The historian never stopped repeating to himself that he knew
nothing about it; that he was a mere instrument of measure, a
barometer, pedometer, radiometer; and that his whole share in the
matter was restricted to the measurement of thought-motion as
marked by the accepted thinkers. He took their facts for granted.
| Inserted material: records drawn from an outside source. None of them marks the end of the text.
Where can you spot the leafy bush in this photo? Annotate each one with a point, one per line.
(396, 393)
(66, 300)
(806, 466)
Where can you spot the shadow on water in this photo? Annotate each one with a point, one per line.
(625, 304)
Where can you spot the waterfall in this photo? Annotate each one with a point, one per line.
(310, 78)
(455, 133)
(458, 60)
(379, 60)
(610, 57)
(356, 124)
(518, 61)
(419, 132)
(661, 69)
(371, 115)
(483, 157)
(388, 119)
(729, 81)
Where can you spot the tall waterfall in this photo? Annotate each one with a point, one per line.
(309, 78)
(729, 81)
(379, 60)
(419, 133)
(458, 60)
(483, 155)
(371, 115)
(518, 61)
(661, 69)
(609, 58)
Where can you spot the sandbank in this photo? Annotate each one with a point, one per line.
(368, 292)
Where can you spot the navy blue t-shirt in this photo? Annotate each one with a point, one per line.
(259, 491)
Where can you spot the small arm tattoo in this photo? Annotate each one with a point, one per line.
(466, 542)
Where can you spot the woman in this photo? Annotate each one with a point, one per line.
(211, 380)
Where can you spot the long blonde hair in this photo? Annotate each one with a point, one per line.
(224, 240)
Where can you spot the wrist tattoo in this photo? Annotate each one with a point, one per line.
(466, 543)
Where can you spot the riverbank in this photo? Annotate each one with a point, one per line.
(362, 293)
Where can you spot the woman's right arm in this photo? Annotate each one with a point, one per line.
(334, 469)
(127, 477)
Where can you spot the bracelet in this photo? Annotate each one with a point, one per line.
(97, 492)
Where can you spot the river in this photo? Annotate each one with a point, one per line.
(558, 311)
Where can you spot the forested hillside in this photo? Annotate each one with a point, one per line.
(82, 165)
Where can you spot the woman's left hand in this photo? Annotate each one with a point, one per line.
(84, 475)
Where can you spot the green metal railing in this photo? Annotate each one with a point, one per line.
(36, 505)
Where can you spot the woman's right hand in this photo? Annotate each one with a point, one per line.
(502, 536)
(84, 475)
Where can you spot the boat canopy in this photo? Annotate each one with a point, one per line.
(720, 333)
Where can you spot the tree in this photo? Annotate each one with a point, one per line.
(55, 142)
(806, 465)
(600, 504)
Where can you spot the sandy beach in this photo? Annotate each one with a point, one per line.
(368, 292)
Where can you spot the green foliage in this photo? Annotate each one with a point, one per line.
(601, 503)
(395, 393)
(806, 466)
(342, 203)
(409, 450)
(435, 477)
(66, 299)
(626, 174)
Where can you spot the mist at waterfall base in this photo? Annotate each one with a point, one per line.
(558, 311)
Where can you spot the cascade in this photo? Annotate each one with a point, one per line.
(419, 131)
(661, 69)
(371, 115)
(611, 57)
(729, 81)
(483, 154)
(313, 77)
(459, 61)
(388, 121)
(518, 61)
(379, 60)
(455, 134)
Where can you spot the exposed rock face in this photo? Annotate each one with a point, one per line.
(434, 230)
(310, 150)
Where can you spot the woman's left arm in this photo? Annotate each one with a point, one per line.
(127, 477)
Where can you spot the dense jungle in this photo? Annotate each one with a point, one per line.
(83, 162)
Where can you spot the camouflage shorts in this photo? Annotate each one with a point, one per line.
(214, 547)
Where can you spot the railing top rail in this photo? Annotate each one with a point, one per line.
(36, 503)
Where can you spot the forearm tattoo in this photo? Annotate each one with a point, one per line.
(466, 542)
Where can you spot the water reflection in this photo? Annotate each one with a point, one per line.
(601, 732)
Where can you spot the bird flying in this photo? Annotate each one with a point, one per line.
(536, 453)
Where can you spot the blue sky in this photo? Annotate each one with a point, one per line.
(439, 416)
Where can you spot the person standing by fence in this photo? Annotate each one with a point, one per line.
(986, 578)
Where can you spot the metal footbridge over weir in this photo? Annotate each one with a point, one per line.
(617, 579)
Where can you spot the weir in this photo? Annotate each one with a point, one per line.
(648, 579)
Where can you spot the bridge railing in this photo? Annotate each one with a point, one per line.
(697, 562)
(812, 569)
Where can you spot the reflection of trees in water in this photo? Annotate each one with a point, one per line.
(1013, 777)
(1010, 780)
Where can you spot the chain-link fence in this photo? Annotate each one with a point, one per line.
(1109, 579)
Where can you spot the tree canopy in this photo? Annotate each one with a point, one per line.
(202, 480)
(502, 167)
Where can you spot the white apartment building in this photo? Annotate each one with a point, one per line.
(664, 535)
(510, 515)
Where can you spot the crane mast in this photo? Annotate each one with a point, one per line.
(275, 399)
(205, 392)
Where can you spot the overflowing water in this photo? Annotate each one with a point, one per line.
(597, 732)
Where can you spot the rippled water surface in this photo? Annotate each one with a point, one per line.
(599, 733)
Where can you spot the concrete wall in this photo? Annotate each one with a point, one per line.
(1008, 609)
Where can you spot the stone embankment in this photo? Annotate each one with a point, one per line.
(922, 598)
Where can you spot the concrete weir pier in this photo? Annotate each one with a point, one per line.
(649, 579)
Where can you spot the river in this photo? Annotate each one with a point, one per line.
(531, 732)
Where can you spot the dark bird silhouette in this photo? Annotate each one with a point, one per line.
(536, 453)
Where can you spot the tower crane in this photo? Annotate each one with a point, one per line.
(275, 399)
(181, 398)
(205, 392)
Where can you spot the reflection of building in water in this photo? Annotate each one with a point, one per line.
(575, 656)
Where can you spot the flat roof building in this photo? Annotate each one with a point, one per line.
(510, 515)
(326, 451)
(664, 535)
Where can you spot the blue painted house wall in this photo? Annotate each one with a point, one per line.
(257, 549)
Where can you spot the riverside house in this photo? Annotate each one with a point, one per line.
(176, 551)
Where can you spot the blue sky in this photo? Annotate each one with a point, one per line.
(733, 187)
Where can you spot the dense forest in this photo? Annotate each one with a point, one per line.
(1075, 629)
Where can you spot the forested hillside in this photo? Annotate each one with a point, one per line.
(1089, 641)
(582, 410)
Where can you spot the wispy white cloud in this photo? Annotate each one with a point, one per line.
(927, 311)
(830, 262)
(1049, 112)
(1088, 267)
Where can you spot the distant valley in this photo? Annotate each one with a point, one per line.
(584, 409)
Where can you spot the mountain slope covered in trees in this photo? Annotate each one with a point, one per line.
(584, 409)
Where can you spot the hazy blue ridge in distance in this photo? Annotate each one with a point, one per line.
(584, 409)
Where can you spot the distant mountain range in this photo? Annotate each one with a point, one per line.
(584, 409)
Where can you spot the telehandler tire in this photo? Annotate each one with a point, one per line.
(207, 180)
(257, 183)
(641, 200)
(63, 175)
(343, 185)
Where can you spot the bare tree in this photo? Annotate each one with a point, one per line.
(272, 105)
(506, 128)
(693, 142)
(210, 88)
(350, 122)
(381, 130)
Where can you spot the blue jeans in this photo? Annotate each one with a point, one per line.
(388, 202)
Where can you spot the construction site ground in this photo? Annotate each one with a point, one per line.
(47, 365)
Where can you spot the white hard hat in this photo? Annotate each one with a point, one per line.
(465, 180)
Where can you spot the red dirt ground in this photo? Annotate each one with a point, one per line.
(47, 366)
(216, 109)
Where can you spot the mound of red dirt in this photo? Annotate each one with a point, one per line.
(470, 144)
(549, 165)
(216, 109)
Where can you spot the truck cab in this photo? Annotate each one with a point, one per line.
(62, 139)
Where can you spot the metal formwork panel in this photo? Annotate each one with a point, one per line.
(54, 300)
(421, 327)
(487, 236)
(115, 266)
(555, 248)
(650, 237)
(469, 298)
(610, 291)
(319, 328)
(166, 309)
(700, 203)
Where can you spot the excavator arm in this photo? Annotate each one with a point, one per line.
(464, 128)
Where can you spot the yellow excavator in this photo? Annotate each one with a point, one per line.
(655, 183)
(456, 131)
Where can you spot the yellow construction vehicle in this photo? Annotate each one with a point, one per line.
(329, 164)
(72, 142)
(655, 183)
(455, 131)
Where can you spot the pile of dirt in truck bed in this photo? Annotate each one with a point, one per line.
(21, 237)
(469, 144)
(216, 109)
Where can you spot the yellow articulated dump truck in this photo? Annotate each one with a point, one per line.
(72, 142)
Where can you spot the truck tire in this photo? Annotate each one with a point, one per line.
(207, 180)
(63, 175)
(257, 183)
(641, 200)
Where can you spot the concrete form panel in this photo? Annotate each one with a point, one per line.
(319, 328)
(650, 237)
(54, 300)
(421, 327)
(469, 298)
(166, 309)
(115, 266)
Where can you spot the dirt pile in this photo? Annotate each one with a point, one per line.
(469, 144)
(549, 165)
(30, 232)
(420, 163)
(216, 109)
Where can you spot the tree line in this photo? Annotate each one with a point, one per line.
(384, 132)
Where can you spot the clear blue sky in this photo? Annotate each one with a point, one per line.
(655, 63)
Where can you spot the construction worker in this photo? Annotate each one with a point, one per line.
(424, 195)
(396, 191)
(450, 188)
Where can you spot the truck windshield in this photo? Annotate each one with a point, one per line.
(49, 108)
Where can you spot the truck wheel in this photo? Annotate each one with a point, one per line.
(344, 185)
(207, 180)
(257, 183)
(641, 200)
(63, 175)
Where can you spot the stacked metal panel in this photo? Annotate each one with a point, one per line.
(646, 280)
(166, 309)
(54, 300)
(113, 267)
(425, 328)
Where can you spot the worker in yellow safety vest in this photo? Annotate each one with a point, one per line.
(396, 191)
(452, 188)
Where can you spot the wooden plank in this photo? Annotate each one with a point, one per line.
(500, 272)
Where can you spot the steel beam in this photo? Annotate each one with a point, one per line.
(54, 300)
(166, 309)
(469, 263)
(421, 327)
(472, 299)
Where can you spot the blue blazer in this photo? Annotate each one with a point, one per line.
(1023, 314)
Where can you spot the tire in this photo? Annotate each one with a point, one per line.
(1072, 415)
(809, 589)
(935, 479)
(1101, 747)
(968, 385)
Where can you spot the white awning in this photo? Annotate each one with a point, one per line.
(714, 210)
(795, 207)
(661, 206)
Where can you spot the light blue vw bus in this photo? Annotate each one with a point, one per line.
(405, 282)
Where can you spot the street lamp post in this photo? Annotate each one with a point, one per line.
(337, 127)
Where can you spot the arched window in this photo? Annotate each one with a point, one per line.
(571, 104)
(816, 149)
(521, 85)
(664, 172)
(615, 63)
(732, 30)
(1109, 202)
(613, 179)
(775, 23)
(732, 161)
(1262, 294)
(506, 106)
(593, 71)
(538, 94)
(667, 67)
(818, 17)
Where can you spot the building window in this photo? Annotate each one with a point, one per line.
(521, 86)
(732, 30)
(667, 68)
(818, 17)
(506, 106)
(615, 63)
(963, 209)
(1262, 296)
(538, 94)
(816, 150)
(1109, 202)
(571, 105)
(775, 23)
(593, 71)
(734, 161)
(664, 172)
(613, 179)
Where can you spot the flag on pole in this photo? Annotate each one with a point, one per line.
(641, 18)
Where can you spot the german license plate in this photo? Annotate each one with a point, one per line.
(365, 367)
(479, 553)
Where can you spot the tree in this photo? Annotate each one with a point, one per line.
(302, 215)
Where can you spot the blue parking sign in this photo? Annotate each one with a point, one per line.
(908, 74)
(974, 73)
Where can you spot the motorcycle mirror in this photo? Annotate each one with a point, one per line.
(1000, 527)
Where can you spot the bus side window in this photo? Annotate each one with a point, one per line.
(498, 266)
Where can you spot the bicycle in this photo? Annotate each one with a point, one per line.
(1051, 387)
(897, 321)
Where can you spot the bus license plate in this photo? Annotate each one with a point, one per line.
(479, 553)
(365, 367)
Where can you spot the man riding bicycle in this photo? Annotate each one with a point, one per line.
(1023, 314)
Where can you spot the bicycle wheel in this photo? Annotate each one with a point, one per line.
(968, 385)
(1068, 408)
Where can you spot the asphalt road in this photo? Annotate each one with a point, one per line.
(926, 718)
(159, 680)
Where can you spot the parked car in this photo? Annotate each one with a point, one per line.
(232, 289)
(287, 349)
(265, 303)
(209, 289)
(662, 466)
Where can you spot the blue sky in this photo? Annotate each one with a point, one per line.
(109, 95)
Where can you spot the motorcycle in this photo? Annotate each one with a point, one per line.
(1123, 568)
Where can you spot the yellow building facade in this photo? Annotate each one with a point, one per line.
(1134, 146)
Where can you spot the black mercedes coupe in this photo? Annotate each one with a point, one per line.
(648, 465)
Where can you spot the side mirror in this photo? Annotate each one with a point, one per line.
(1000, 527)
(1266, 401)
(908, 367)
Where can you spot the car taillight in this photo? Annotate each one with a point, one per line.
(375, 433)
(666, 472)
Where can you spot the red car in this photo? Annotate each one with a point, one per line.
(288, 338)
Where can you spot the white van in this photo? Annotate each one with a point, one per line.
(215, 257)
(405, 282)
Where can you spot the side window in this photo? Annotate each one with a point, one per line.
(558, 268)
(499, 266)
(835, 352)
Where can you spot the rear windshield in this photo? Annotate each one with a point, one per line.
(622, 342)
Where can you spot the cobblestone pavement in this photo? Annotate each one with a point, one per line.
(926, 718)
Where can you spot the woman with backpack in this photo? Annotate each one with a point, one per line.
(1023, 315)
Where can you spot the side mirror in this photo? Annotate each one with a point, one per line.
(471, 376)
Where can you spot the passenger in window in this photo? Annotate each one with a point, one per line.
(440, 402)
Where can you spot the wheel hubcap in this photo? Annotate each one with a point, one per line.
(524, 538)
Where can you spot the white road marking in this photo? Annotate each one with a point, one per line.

He knew no more than a firefly about rays -- or about race -- or
sex -- or ennui -- or a bar of music -- or a pang of love -- or a
grain of musk -- or of phosphorus -- or conscience -- or duty --
or the force of Euclidian geometry -- or non-Euclidian -- or heat
-- or light -- or osmosis -- or electrolysis -- or the magnet --
or ether -- or vis inertiae -- or gravitation -- or cohesion --
or elasticity -- or surface tension -- or capillary attraction --
or Brownian motion -- or of some scores, or thousands, or
millions of chemical attractions, repulsions or indifferences
which were busy within and without him; or, in brief, of Force
itself, which, he was credibly informed, bore some dozen
definitions in the textbooks, mostly contradictory, and all, as
he was assured, beyond his intelligence; but summed up in the
dictum of the last and highest science, that Motion seems to be
Matter and Matter seems to be Motion, yet "we are probably
incapable of discovering" what either is. History had no need to
ask what either might be; all it needed to know was the admission
of ignorance; the mere fact of multiplicity baffling science.